KHUTBAH PERTAMA
إِنَّ الْحَمْدَ
لِلَّهِ نَحْمَدُهُ وَنَسْتَعِينُهُ وَنَسْتَغْفِرُهُ وَنَعُوذُ بِاللَّهِ مِنْ
شُرُورِ أَنْفُسِنَا وَسَيِّئَاتِ أَعْمَالِنَا مَنْ يَهْدِهِ اللَّهُ فَلَا
مُضِلَّ لَهُ وَمَنْ يُضْلِلْ فَلَا هَادِيَ لَهُ وَأَشْهَدُ أَنْ لَا إِلَهَ
إِلَّا اللَّهُ وَحْدَهُ لَا شَرِيكَ لَهُ وَأَشْهَدُ أَنَّ مُحَمَّدًا عَبْدُهُ
وَرَسُولُهُ الَّذِيْ لَا نَبِيَّ بَعْدَهُ. أَمَّا بَعْدُ.
فَقَالَ اللهُ تَعَالَى
فِيْ القُرْآنِ الكَرِيْمِ أَعُوْذُ بِاللهِ مِنَ الشَّيْطَانِ الرَّجِيْمِ:
قُلْ يٰٓاَهْلَ الْكِتٰبِ تَعَالَوْا اِلٰى كَلِمَةٍ سَوَاۤءٍۢ بَيْنَنَا
وَبَيْنَكُمْ اَلَّا نَعْبُدَ اِلَّا اللّٰهَ وَلَا نُشْرِكَ بِهٖ شَيْـًٔا وَّلَا
يَتَّخِذَ بَعْضُنَا بَعْضًا اَرْبَابًا مِّنْ دُوْنِ اللّٰهِ ۗ فَاِنْ تَوَلَّوْا
فَقُوْلُوا اشْهَدُوْا بِاَنَّا مُسْلِمُوْنَ.
Katakanlah: Wahai ahli kitab!
Marilah (bersama) kepada kalimat sawa (yang adil), antara kami dan kalian,
yaitu kita tidak beribadah kecuali kepada Allah, dan kita tidak menyerikatkan
Dia dengan sesuatu pun, dan sebagian kita tidak menjadikan sebagian lagi
sebagai Tuhan selain Allah.
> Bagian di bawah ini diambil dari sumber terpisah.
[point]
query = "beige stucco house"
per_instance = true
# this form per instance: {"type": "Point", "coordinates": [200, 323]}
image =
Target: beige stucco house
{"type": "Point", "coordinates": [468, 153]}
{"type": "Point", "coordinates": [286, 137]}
Jika mereka berpaling, katakan lagi: Saksikanlah
oleh kalian bahwa kami semua adalah muslim. QS. Ali Imran: 64.
Jamaah Jumat Rahimakumullah!
Perintah Allah swt. kepada
Rasulullah saw. untuk menyeru ahli kitab agar mereka bersama-sama hanya
menyembah Allah, ini membuktikan bahwa Rasulullah saw. sebagai rasul Allah
untuk semua manusia dari zamannya sampai hari kiamat. Berbeda dengan nabi-nabi
lain, mereka diutus untuk kaumnya masing-masing. Hal ini juga dinyatakan oleh
beliau sebagaimana diterangkan oleh Jabir bin Abdullah.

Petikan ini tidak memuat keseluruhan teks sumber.